Trouver une auxiliaire de vie fiable. Problématique du transport, nous avons dû acheter un véhicule adapté pour fauteuil roulant.
Des déconvenues aussi, comme se rendre à un RDV dentaire et à l’arrivée pas possible d’avoir la consultation car le siège chez le dentiste n’est pas adapté au transfert de la personne porteur d’un handicap.
L’épreuve des déplacements, l’organisation pour aménager un fauteuil électrique, se rendre chez le pédicure.
Tout est difficile.
Réfléchir à l’aménagement de la maison, l’accessibilité à la douche…
Annie. – Quelles étaient vos inquiétudes ? L’impact sur votre vie personnelle ?
Patricia. – Pas d’inquiétude particulière mais le fait d’avoir des reproches en retour de la part d’autres membres de ma famille… La critique est facile mais l’art d’aider est difficile.
Je n’ai pas de culpabilité, mais je me suis souvent demandée si autour de moi la question de « est-ce que je fais ça par intérêt ? » se posait. Peur du jugement.
Moi, j’ai toujours vu le bien-être de maman, je n’ai jamais regardé le prix de ses besoins qu’ils soient alimentaires, de chaleur ou produits de confort.
Même pour l’entrée en Maison de Retraite le prix n’a pas déterminé le choix de celle-ci, mais la priorité était les soins qu’elle y recevrait.
Annie. – Quelles méthodes ou ressources heureuses avez-vous trouvé ?
Patricia. – Garder une activité professionnelle même très réduite. Cela me permettait de couper un peu.
La visite des enfants le week-end m’apportait de la joie, un souffle de vie, même pour ma mère.
Annie. – À quelles valeurs, selon vous, répond le rôle de l’Aidant ?
Patricia. – Être Aidant est un travail à plein temps avec beaucoup de bienveillance. Je regrette le regard médisant des autres sur ce rôle.
Annie. – Quelle est l’émotion qui vous a traversé le plus dans ce rôle ?
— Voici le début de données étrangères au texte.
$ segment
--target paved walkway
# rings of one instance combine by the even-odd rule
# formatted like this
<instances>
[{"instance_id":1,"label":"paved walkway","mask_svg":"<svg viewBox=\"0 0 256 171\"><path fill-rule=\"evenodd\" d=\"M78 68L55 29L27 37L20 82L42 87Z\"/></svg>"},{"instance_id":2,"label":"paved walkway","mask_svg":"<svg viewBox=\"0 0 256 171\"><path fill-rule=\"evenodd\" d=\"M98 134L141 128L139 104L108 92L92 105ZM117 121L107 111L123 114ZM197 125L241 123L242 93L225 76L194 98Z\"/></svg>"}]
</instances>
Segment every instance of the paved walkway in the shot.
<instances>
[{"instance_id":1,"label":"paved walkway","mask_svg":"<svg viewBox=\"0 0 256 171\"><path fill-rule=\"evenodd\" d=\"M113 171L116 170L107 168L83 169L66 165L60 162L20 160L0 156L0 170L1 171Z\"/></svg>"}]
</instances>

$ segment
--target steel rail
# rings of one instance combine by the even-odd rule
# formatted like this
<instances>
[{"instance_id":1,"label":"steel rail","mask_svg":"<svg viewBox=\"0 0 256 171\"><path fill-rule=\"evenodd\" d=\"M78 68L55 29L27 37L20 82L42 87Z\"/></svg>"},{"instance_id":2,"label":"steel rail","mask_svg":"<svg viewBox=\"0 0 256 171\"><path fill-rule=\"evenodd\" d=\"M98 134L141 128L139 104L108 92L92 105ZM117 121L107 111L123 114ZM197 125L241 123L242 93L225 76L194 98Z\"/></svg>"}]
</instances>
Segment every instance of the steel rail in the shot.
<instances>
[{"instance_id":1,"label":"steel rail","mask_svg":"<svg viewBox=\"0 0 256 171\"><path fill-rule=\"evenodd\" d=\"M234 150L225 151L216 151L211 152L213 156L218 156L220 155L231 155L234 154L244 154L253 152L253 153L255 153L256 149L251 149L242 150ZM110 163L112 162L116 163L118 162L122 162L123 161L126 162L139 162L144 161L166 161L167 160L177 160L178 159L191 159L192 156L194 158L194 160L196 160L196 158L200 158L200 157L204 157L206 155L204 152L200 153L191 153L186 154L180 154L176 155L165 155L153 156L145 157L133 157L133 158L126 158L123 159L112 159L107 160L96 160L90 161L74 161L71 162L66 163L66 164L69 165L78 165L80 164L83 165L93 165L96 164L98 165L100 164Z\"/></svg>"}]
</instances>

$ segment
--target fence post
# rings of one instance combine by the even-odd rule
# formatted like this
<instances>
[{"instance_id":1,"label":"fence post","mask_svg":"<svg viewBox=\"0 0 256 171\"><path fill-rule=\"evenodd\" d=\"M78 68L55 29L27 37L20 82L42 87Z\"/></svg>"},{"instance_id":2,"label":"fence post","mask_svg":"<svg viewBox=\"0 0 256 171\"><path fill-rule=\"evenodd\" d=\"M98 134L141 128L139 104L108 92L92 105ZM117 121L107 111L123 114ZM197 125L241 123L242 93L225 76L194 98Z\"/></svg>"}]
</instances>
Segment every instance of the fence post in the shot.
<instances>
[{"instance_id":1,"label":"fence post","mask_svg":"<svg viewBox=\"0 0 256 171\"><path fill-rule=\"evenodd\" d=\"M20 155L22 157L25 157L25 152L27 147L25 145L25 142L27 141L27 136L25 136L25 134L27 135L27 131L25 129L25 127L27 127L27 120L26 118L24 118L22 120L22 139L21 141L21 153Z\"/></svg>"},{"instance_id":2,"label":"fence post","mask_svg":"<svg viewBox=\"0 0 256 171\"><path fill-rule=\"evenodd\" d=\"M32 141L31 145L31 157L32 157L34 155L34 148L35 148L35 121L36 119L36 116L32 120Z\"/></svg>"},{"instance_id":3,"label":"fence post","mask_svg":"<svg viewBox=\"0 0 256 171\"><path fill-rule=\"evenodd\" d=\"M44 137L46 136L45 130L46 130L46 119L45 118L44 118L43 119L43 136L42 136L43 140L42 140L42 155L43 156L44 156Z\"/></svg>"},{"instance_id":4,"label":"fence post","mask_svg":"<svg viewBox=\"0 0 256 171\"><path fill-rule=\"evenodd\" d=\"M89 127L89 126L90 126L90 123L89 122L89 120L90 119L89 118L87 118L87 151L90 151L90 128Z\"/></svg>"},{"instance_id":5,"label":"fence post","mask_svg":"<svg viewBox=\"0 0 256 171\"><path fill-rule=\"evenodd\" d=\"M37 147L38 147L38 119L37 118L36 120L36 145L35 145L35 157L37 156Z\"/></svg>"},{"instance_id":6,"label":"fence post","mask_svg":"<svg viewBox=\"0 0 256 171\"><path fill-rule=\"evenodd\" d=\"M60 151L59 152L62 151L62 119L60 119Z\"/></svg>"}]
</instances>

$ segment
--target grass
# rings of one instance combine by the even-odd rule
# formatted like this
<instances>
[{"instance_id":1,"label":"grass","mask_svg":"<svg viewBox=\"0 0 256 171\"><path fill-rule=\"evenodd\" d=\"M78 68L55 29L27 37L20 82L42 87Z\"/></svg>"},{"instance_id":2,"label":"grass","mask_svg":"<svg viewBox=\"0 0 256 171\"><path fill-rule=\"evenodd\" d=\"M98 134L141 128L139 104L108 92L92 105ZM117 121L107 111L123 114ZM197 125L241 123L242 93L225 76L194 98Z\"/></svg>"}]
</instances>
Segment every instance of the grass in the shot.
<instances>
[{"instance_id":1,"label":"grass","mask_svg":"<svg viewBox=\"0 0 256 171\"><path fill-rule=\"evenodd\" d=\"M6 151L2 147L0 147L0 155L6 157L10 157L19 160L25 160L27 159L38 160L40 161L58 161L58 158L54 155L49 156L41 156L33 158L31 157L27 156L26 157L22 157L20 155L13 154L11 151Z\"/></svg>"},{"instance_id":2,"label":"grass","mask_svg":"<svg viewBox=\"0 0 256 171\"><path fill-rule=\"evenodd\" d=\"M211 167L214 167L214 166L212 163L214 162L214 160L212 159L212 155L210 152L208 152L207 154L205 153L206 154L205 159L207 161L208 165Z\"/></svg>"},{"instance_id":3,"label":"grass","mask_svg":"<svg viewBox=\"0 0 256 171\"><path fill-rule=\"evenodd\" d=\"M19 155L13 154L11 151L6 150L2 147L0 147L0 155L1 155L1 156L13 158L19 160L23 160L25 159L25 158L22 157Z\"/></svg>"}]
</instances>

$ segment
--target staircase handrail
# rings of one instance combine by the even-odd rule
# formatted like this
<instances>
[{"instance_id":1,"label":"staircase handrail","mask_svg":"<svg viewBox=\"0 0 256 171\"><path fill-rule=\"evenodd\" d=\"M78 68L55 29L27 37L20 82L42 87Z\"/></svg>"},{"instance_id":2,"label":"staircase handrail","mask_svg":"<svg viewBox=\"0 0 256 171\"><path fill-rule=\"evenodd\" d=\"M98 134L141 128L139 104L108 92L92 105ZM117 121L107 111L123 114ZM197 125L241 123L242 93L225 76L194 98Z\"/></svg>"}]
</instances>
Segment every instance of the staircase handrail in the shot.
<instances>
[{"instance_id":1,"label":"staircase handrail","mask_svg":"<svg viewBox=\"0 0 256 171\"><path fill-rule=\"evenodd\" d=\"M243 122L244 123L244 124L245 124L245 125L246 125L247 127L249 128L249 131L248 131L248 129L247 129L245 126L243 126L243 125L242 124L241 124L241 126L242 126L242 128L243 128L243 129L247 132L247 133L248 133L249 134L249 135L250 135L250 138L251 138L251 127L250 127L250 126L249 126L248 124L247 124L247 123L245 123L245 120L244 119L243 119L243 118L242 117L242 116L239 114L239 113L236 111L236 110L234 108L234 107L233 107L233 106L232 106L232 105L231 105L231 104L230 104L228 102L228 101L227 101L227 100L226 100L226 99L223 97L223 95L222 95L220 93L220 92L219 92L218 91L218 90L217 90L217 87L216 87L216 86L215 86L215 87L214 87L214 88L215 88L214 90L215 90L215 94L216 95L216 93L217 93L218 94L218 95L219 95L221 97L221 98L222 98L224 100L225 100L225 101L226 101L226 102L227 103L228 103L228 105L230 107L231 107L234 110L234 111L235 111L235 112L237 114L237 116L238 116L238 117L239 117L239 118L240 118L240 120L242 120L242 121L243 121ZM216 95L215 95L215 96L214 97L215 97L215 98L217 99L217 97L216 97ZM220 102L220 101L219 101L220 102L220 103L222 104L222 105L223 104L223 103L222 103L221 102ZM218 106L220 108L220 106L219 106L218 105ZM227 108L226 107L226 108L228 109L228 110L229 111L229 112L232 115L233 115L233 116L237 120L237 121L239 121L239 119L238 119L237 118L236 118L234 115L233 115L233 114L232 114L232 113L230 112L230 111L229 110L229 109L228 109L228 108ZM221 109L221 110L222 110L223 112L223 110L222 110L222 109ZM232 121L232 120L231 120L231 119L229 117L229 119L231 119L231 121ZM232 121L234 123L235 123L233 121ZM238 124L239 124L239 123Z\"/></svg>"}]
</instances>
Patricia. – La tristesse d’avoir vu le changement de ma mère qui a été une femme active et soudain atteinte dans sa dignité par sa perte d’autonomie, sa fragilité. Elle le manifestait par de la colère envers nous, même si j’étais là auprès d’elle.
Elle n’acceptait pas son état.
Annie. – si vous aviez un espoir à formuler pour ce rôle d’Aidant à l’avenir, ce serait lequel ?
Patricia. – Mon espoir se pose sur des moyens pour un meilleur accompagnement avec l’assurance de la compétence des professionnels, la fiabilité sur la prise de rendez-vous et le respect de notre temps.
Tout cela participerait à une meilleure prise en charge de l’accompagnement à domicile.